Advantages: The shaded pole motor is simple in design and construction, making it readily adaptable to high-volume, low-cost production. Because there are no internal switches, brushes or special parts, motor of this type can be extremely dependable. Depending upon construction, shaded pole motors are relatively quiet and free from vibration. Shaded pole designs are normally available in sized from subfractional to approximately 1/4 hp (186 W).

The shaded pole motor is classified as a relatively constant speed machine, and running efficiency will increase with load. Variation in applied load will not significantly affect motor speed, providing that the motor is not overloaded. See Fig. 2-19.

Normal shaded pole designs also offer the "fail-safe" feature of staring in only one direction. With split-phase and capacitor start motors, there is always the remote possibility that they may start in reverse in some failure modes (cutout switch doesn't operate, open winding, etc.).

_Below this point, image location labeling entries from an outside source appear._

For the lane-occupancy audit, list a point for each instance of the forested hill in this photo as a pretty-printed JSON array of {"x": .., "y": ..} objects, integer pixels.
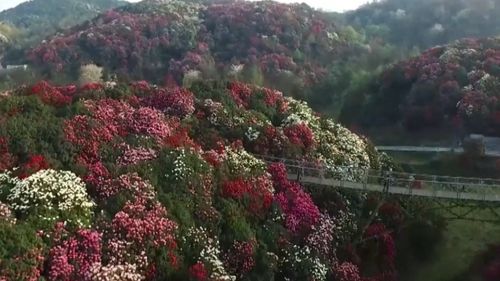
[
  {"x": 426, "y": 23},
  {"x": 252, "y": 41},
  {"x": 459, "y": 80},
  {"x": 40, "y": 18}
]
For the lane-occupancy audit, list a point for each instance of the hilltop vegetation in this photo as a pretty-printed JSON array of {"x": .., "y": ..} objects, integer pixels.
[
  {"x": 456, "y": 82},
  {"x": 40, "y": 18},
  {"x": 267, "y": 43},
  {"x": 426, "y": 23}
]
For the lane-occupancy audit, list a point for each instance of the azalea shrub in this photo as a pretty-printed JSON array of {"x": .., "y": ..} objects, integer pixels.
[{"x": 154, "y": 183}]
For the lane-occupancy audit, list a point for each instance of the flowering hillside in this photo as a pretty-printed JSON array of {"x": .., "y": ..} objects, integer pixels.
[
  {"x": 137, "y": 182},
  {"x": 456, "y": 83},
  {"x": 254, "y": 41}
]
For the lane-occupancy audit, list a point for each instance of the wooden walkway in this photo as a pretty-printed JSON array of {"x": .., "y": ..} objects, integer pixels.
[{"x": 406, "y": 184}]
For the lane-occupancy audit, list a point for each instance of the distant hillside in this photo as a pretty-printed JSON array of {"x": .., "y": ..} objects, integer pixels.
[
  {"x": 426, "y": 23},
  {"x": 259, "y": 42},
  {"x": 40, "y": 18},
  {"x": 459, "y": 81}
]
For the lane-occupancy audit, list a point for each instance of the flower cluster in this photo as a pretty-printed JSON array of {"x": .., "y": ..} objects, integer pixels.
[
  {"x": 52, "y": 195},
  {"x": 301, "y": 214},
  {"x": 209, "y": 254},
  {"x": 240, "y": 162},
  {"x": 145, "y": 223},
  {"x": 73, "y": 258},
  {"x": 132, "y": 156},
  {"x": 347, "y": 272},
  {"x": 177, "y": 102},
  {"x": 301, "y": 260},
  {"x": 6, "y": 214},
  {"x": 240, "y": 259},
  {"x": 125, "y": 272},
  {"x": 52, "y": 95},
  {"x": 321, "y": 238}
]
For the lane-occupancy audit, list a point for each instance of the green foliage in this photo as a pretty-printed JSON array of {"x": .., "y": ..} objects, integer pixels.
[
  {"x": 34, "y": 128},
  {"x": 39, "y": 18}
]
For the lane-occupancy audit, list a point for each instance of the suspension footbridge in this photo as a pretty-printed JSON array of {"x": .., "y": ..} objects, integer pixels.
[{"x": 397, "y": 183}]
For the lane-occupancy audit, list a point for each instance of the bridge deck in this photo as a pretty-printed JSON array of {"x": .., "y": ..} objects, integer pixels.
[
  {"x": 457, "y": 188},
  {"x": 485, "y": 197}
]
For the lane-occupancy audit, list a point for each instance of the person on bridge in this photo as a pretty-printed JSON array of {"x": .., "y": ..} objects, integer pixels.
[{"x": 387, "y": 180}]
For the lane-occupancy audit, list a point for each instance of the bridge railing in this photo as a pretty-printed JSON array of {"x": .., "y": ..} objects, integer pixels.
[{"x": 430, "y": 185}]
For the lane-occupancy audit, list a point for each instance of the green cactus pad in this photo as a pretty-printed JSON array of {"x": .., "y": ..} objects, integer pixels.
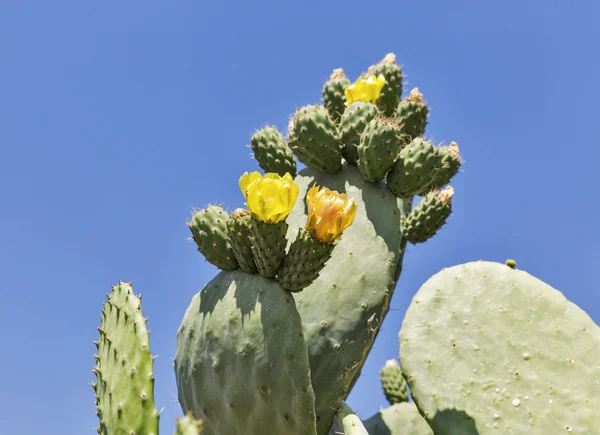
[
  {"x": 414, "y": 170},
  {"x": 344, "y": 307},
  {"x": 124, "y": 376},
  {"x": 499, "y": 346},
  {"x": 354, "y": 120},
  {"x": 392, "y": 90},
  {"x": 378, "y": 149},
  {"x": 350, "y": 421},
  {"x": 399, "y": 419},
  {"x": 393, "y": 383},
  {"x": 188, "y": 426},
  {"x": 314, "y": 139},
  {"x": 241, "y": 363},
  {"x": 209, "y": 231},
  {"x": 303, "y": 262},
  {"x": 448, "y": 166},
  {"x": 428, "y": 217},
  {"x": 412, "y": 115},
  {"x": 333, "y": 94},
  {"x": 269, "y": 246},
  {"x": 239, "y": 232},
  {"x": 272, "y": 153}
]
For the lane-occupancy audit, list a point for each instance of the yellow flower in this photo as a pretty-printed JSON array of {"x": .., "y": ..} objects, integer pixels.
[
  {"x": 329, "y": 214},
  {"x": 365, "y": 90},
  {"x": 271, "y": 197}
]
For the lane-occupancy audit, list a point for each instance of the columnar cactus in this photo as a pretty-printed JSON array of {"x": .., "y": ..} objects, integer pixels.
[{"x": 275, "y": 342}]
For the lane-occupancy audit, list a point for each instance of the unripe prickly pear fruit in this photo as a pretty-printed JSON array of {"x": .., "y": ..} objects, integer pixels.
[
  {"x": 272, "y": 153},
  {"x": 124, "y": 368},
  {"x": 414, "y": 170},
  {"x": 209, "y": 231},
  {"x": 314, "y": 139},
  {"x": 378, "y": 149},
  {"x": 188, "y": 425},
  {"x": 333, "y": 94},
  {"x": 429, "y": 216},
  {"x": 354, "y": 121},
  {"x": 412, "y": 115},
  {"x": 448, "y": 166},
  {"x": 239, "y": 231},
  {"x": 393, "y": 383},
  {"x": 392, "y": 90}
]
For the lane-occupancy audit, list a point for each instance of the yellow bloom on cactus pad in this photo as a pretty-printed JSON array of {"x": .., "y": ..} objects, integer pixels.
[
  {"x": 365, "y": 90},
  {"x": 269, "y": 197},
  {"x": 329, "y": 214}
]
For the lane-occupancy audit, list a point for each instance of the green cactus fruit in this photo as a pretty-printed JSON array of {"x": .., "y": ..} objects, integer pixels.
[
  {"x": 392, "y": 90},
  {"x": 333, "y": 94},
  {"x": 354, "y": 120},
  {"x": 429, "y": 216},
  {"x": 272, "y": 153},
  {"x": 350, "y": 421},
  {"x": 241, "y": 363},
  {"x": 487, "y": 349},
  {"x": 393, "y": 383},
  {"x": 378, "y": 149},
  {"x": 399, "y": 419},
  {"x": 412, "y": 115},
  {"x": 414, "y": 170},
  {"x": 188, "y": 425},
  {"x": 209, "y": 231},
  {"x": 124, "y": 375},
  {"x": 344, "y": 307},
  {"x": 448, "y": 166},
  {"x": 269, "y": 246},
  {"x": 239, "y": 232},
  {"x": 314, "y": 139},
  {"x": 303, "y": 262}
]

Fig. 2-19: Typical characteristics curve for a 1/150 hp (5 watt) shaded pole motor.

Disadvantages: Although a shaded pole motor is rugged and inexpensive. It typically has a low starting torque and running torque. Efficiency is also low, making shaded pole motors impractical beyond fractional horsepower sizes. Shaded pole motors are generally used on light-load applications where heat can be tolerated or supplemental cooling is available. While efficiency is relatively low, for applications requiring minimal power output, this limitation is compensated for by its lower initial cost. However, with today's increased emphasis on energy savings, shaded pole operating costs cover the life of the application should be examined.

Synchronous Motors (Polyphase and Single-Phase)

The "difference" between the speed of the rotating magnetic field of an induction motor (which is always synchronous) and the speed of the rotor is known as "slip". When the rotor design enables it to "lock into step" with the field, the slip is reduced to zero and the motor is said to run at synchronous speed. Upon reaching the rated speed, fixed speed synchronous motors operate at a constant speed - the speed being dependent on the frequency of the power supply. This constant speed feature makes synchronous motors a natural drive for timing and other applications requiring a constant and predictable speed output.

Design and Operation: There are two common types of small synchronous motors, classified according to the type of rotor used:

  1. reluctance synchronous motors, and
  2. hysteresis synchronous motors.

Reluctance Synchronous: A variation on the classic squirrel cage rotor, the reluctance synchronous rotor is modified to provide areas of high reluctance. This may be done by designing notches (or flats) in the rotor periphery. The number of notches will correspond to the number of poles in the stator winding. The sections of the rotor periphery between the high reluctance areas are known as salient poles. Since these poles create a low reluctance path for the stator flux, they are attracted to the poles of the stator field.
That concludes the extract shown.